The Data Engineer’s Survival Guide to Structs
1. Schema Evolution: Growing Pains
Structs are like teenagers – they grow and change, but not always gracefully. Adding new fields is usually fine, but removing or renaming fields can break everything downstream.
2. Storage Considerations: Size Matters
Think of structs like packing a suitcase. A well-organized struct is like efficient packing – everything fits nicely. But an overstuffed struct with lots of empty fields is like packing a suitcase with mostly air – wasteful and inefficient.
3. Performance Patterns: The Highway vs. Side Streets
- Good: Retrieving complete related data (like taking the highway)
- Bad: Searching for specific nested values (like navigating side streets)
4. Cross-Platform Compatibility: Speaking Different Languages
Different database systems handle structs like different countries handle currency. BigQuery loves them, Spark speaks their language fluently, but older systems might need a translator (or might not understand them at all).
5. Memory Usage: The Multiplication Effect
When you “explode” an array of structs in memory, it’s like unpacking a Russian nesting doll – what started as one compact object suddenly becomes many individual pieces, each taking up memory space.
Common Struct Pitfalls (And How to Avoid Them)
The “Inception” Problem
Don’t go too deep with nested structs. It’s like trying to find a specific book inside a box, inside another box, inside a filing cabinet, inside a storage unit. Eventually, nobody remembers where anything is.
The “Everything Bagel” Syndrome
Just because you can put everything in one struct doesn’t mean you should. It’s like having one junk drawer that contains everything from batteries to birthday candles – technically efficient, but practically a nightmare.
The “Update Nightmare”
Using structs for frequently changing data is like using a laminated restaurant menu – every small change requires reprinting the whole thing.
When to Use Structs: The Decision Framework
Choose Structs When:
- You have naturally nested data (like addresses, product catalogs, or user profiles)

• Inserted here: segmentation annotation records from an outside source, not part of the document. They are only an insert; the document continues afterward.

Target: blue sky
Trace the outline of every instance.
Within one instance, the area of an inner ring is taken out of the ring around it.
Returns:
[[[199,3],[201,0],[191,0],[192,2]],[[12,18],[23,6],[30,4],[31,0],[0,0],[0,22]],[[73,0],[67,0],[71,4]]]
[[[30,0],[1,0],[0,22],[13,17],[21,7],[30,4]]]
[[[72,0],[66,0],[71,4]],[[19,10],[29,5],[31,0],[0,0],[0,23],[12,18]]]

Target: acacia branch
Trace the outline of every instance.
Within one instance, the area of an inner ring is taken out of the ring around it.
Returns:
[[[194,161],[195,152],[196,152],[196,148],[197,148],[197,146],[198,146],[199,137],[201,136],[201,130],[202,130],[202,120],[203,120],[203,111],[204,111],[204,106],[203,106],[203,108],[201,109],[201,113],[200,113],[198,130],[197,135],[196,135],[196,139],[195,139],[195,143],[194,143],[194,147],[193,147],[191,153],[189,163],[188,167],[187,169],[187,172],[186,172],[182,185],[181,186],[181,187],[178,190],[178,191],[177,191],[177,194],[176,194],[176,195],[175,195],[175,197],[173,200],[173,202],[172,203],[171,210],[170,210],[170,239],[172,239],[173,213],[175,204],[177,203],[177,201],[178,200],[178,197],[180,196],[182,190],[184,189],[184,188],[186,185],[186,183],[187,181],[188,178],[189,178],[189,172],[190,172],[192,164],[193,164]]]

- You mostly read data and rarely update individual pieces
- You need to query relationships between nested fields
- You’re building analytics or reporting systems
Avoid Structs When:
- You frequently update individual pieces of data
- You need to search or index specific nested values regularly
- You’re building transactional systems with high concurrency
- Your team isn’t comfortable with the added complexity
The Bottom Line
Structs are like having a smart personal assistant for your data – they can organize related information beautifully and make certain tasks much easier. But like any assistant, they need to be used appropriately. They’re not a replacement for good old-fashioned database design principles; they’re an additional tool in your toolkit.
The key is understanding when to use a filing cabinet (traditional tables) versus when to use a well-organized briefcase (structs). Both have their place in a data engineer’s world, and the best solutions often use both approaches strategically.
Remember: structs represent a shift from thinking in “tables and rows” to thinking in “documents and objects.” Embrace this paradigm shift, but don’t abandon the lessons learned from decades of relational database design. The future of data engineering lies not in choosing one approach over another, but in knowing when to use each tool effectively.